Terzo impianto in Italia dopo Venezia e Gela, all’insegna della transizione energetica
La Banca europea per gli investimenti (BEI) ed Eni hanno sottoscritto un finanziamento da 500 milioni di euro, della durata di 15 anni, per sostenere la conversione della raffineria Eni di Livorno in una bioraffineria. L’intervento rientra nel piano di decarbonizzazione del settore trasporti e nella strategia di Enilive, la società Eni dedicata alla mobilità sostenibile, che punta a superare i 5 milioni di tonnellate di capacità di bioraffinazione entro il 2030.
Il progetto prevede la costruzione di nuovi impianti per la produzione di biocarburanti idrogenati, tra cui un’unità di pretrattamento delle cariche biogeniche e un impianto Ecofining™ con una capacità annua di 500mila tonnellate. L’Ecofining™ è una tecnologia proprietaria che consente di produrre HVO (olio vegetale idrogenato) da materie prime rinnovabili, come oli esausti e residui agroalimentari.
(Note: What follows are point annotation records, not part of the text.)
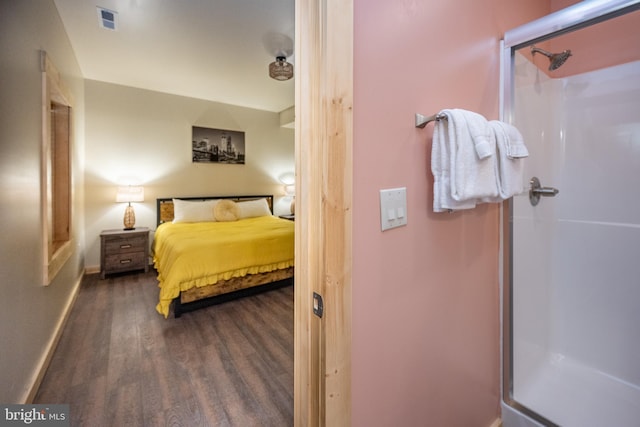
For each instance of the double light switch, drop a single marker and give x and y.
(393, 208)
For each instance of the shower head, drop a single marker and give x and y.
(556, 59)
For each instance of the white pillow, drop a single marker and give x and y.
(253, 208)
(193, 211)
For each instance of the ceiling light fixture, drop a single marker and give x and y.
(280, 69)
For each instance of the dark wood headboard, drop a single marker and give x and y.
(164, 206)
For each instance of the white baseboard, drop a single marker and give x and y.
(41, 367)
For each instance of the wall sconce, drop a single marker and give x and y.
(128, 194)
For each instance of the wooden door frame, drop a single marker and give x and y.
(323, 144)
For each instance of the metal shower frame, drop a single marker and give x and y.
(580, 15)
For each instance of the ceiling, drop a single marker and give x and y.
(218, 50)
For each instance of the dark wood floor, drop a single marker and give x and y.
(120, 363)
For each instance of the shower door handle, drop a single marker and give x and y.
(536, 190)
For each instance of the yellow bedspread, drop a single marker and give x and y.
(189, 255)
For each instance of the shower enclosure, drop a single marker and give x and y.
(571, 287)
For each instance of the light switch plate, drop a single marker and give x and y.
(393, 208)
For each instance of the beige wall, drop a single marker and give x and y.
(31, 312)
(425, 335)
(148, 134)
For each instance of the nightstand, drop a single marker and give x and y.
(124, 250)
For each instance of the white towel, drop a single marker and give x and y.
(441, 169)
(472, 158)
(511, 153)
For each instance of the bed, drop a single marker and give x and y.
(211, 249)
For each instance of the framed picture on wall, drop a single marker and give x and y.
(217, 146)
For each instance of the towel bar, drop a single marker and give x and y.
(421, 121)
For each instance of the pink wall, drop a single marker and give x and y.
(425, 296)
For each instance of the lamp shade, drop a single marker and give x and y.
(130, 194)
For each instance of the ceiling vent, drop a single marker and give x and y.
(107, 19)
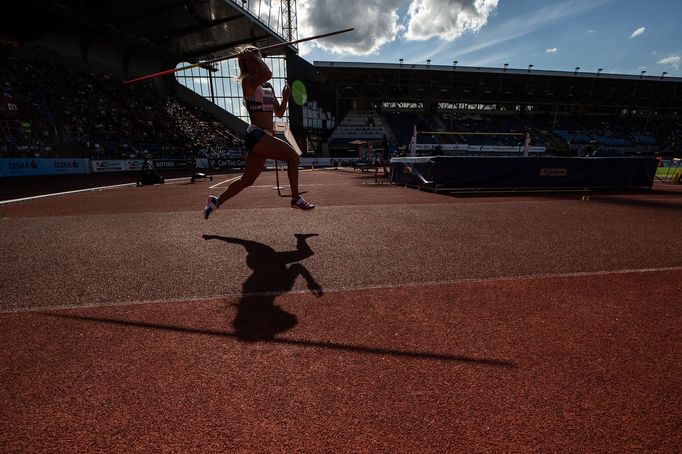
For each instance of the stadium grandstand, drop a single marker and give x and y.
(63, 67)
(566, 113)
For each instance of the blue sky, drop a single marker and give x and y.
(620, 36)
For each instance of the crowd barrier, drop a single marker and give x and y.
(506, 172)
(13, 167)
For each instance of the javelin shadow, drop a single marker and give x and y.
(295, 342)
(258, 317)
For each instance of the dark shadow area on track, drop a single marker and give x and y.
(641, 203)
(258, 317)
(296, 342)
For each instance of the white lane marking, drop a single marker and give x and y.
(474, 280)
(223, 182)
(76, 191)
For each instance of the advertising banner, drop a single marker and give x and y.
(10, 167)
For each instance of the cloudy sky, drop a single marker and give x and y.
(620, 36)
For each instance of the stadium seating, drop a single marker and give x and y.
(55, 111)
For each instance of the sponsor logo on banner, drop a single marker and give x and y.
(134, 164)
(544, 172)
(42, 166)
(22, 165)
(108, 165)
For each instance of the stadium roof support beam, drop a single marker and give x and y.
(226, 46)
(197, 28)
(95, 25)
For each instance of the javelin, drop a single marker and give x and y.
(214, 60)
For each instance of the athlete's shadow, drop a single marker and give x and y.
(258, 318)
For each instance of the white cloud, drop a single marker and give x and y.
(638, 32)
(376, 23)
(673, 61)
(523, 25)
(446, 19)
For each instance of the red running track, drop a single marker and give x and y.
(386, 320)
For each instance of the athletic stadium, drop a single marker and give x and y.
(493, 263)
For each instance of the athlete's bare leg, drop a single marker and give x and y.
(273, 148)
(253, 166)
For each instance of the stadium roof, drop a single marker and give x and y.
(458, 84)
(183, 30)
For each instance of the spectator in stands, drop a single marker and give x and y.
(261, 102)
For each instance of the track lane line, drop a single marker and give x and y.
(576, 274)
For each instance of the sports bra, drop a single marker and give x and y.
(262, 100)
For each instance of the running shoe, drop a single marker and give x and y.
(300, 203)
(211, 206)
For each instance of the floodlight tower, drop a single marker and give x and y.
(289, 20)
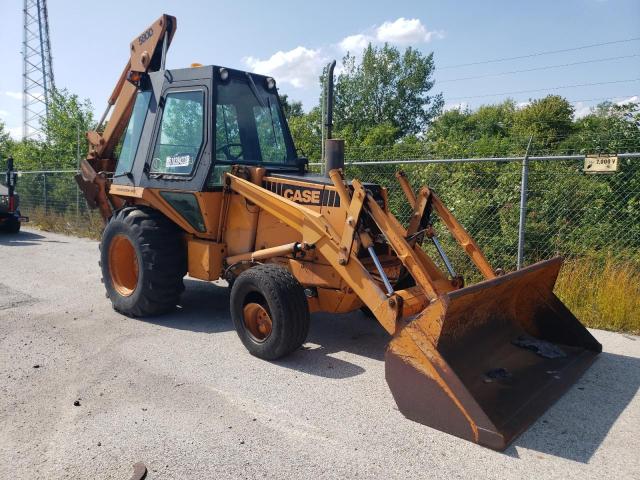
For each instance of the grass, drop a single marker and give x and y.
(602, 293)
(83, 225)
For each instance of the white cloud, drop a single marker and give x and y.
(15, 132)
(299, 67)
(355, 43)
(14, 95)
(405, 31)
(634, 99)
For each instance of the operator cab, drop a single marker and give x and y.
(189, 126)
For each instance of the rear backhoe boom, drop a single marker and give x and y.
(207, 182)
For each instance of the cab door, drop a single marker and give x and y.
(179, 156)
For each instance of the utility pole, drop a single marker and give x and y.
(37, 68)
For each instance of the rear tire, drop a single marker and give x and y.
(270, 311)
(143, 261)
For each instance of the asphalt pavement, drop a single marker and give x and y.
(86, 392)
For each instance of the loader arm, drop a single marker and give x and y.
(147, 54)
(469, 360)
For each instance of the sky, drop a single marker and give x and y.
(293, 40)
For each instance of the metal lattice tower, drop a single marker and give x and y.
(37, 70)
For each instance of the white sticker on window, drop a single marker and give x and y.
(178, 161)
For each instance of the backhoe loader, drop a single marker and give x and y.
(196, 173)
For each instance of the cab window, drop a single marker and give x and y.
(181, 134)
(270, 135)
(228, 144)
(131, 137)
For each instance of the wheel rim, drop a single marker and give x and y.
(123, 265)
(257, 321)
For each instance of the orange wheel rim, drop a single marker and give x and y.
(123, 265)
(257, 321)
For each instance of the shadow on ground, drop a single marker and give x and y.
(573, 428)
(23, 239)
(578, 424)
(205, 308)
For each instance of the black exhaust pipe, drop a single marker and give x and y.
(333, 148)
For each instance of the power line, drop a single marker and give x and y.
(548, 52)
(539, 68)
(545, 89)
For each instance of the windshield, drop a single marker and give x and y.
(249, 124)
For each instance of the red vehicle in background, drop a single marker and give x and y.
(10, 218)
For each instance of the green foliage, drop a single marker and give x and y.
(386, 87)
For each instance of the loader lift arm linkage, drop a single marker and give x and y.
(480, 361)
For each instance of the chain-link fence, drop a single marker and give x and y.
(567, 211)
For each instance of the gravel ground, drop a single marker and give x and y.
(181, 394)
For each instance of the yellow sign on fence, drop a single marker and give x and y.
(601, 164)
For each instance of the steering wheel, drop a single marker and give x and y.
(226, 149)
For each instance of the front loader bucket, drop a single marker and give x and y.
(485, 361)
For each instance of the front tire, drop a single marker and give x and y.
(143, 261)
(270, 311)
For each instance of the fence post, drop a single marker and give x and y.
(524, 184)
(44, 189)
(78, 165)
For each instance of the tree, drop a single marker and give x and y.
(291, 108)
(386, 87)
(6, 145)
(549, 120)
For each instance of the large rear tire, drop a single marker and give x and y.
(143, 261)
(270, 311)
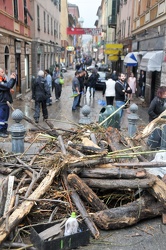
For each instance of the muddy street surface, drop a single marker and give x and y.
(148, 234)
(60, 113)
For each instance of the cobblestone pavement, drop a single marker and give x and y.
(149, 234)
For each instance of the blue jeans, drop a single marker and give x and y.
(118, 105)
(75, 101)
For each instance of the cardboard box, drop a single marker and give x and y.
(63, 243)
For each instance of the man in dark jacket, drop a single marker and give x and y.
(92, 82)
(76, 90)
(40, 93)
(121, 90)
(5, 96)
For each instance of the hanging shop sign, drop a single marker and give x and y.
(84, 31)
(112, 51)
(70, 48)
(114, 46)
(113, 58)
(18, 47)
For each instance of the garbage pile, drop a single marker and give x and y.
(96, 172)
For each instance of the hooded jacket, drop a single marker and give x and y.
(40, 89)
(5, 87)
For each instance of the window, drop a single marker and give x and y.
(51, 26)
(38, 18)
(15, 3)
(44, 14)
(55, 31)
(48, 25)
(25, 12)
(6, 59)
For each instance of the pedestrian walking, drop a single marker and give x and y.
(40, 93)
(56, 79)
(157, 106)
(109, 91)
(132, 84)
(122, 89)
(114, 76)
(86, 82)
(81, 82)
(5, 96)
(142, 84)
(49, 82)
(76, 90)
(92, 82)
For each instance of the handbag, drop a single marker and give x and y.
(61, 81)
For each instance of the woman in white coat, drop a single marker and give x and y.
(109, 91)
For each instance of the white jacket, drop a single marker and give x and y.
(110, 88)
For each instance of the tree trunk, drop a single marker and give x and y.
(86, 192)
(25, 207)
(158, 189)
(127, 215)
(80, 206)
(118, 184)
(113, 172)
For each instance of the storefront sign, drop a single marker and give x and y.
(18, 47)
(84, 31)
(114, 46)
(70, 48)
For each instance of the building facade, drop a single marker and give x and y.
(15, 42)
(64, 37)
(46, 34)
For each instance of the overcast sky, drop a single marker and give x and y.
(88, 10)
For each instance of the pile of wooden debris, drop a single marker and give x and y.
(93, 171)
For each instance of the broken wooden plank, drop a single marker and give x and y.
(86, 192)
(113, 172)
(143, 208)
(51, 231)
(139, 164)
(119, 184)
(80, 206)
(24, 208)
(158, 189)
(9, 194)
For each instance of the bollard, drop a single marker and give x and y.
(132, 120)
(85, 111)
(17, 131)
(163, 138)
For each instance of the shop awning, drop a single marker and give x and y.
(152, 61)
(131, 59)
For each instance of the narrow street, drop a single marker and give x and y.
(60, 113)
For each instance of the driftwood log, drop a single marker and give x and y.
(86, 192)
(139, 164)
(158, 190)
(129, 214)
(117, 142)
(81, 208)
(120, 184)
(24, 208)
(113, 172)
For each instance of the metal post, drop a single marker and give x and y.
(85, 111)
(132, 120)
(17, 131)
(163, 137)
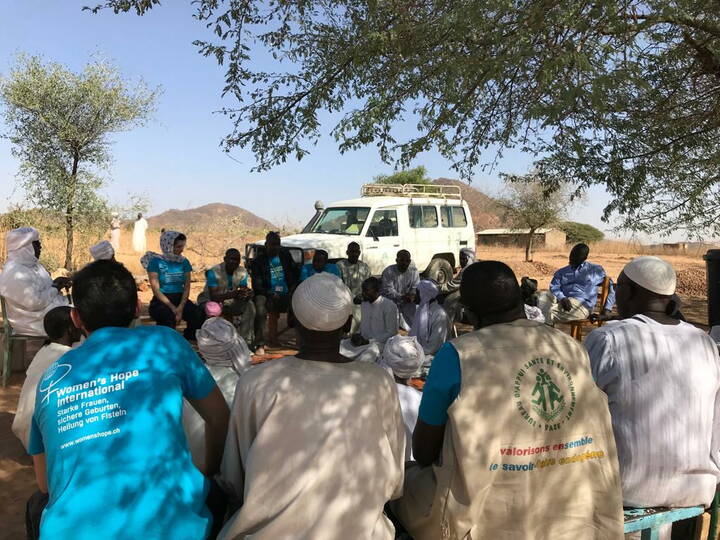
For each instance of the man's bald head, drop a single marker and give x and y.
(490, 288)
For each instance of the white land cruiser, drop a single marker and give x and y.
(432, 222)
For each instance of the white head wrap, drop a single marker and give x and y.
(19, 245)
(403, 355)
(322, 302)
(167, 244)
(428, 291)
(653, 274)
(102, 251)
(220, 345)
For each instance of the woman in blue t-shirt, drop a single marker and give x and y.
(169, 276)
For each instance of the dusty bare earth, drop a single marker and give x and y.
(16, 475)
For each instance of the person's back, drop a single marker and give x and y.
(108, 423)
(532, 429)
(517, 433)
(662, 378)
(316, 445)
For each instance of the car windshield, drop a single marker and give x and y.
(341, 221)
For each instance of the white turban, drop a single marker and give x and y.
(220, 345)
(19, 244)
(322, 303)
(428, 291)
(102, 251)
(653, 274)
(403, 355)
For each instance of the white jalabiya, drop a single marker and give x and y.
(378, 323)
(26, 285)
(26, 404)
(102, 251)
(663, 387)
(139, 239)
(395, 285)
(314, 450)
(227, 357)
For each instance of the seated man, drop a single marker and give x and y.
(107, 425)
(319, 264)
(431, 324)
(510, 414)
(27, 287)
(403, 356)
(574, 289)
(226, 357)
(353, 273)
(399, 284)
(316, 442)
(662, 378)
(227, 284)
(274, 278)
(62, 334)
(103, 251)
(378, 323)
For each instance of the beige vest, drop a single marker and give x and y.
(529, 451)
(221, 276)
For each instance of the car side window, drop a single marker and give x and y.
(453, 216)
(422, 217)
(384, 223)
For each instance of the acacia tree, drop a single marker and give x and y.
(620, 93)
(59, 123)
(527, 204)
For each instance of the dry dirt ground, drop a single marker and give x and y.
(16, 475)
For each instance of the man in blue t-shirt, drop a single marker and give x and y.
(274, 278)
(319, 264)
(107, 438)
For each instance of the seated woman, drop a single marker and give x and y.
(169, 276)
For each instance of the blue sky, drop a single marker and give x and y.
(176, 159)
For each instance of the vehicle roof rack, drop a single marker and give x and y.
(437, 191)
L’HVO può essere utilizzato in purezza nei motori compatibili, sfruttando le infrastrutture di distribuzione esistenti.
La nuova bioraffineria potrà trattare diverse cariche biogeniche, prevalentemente scarti e residui vegetali, per produrre HVO diesel, HVO nafta e bio-GPL. Inoltre, l’impianto è progettato per essere in futuro riconvertibile alla produzione di SAF (Sustainable Aviation Fuel), il carburante sostenibile per l’aviazione considerato strategico per la decarbonizzazione del trasporto aereo.
L’iniziativa risponde agli obiettivi della RED III (Renewable Energy Directive) e agli obblighi nazionali di immissione al consumo di biocarburanti in purezza, che prevedono un incremento da 300.000 tonnellate nel 2023 a un milione nel 2030. Secondo le previsioni globali, la domanda di biocarburanti idrogenati crescerà del 65% tra il 2024 e il 2028.
L’operazione si inserisce nel più ampio impegno della BEI per la transizione ecologica: tutti i progetti finanziati sono allineati all’Accordo di Parigi, con l’obiettivo di mobilitare investimenti per oltre 1.000 miliardi di euro entro il 2030. La metà dei fondi annui del Gruppo BEI è destinata a progetti legati al clima, con particolare attenzione alle regioni a minore reddito.
Anche Eni prosegue nel suo percorso di trasformazione da compagnia oil & gas a energy tech company integrata. Presente in 64 Paesi con circa 32.500 dipendenti, punta alla neutralità carbonica entro il 2050, attraverso investimenti in rinnovabili, biocarburanti, cattura e stoccaggio della CO₂ e tecnologie avanzate, tra cui la fusione nucleare.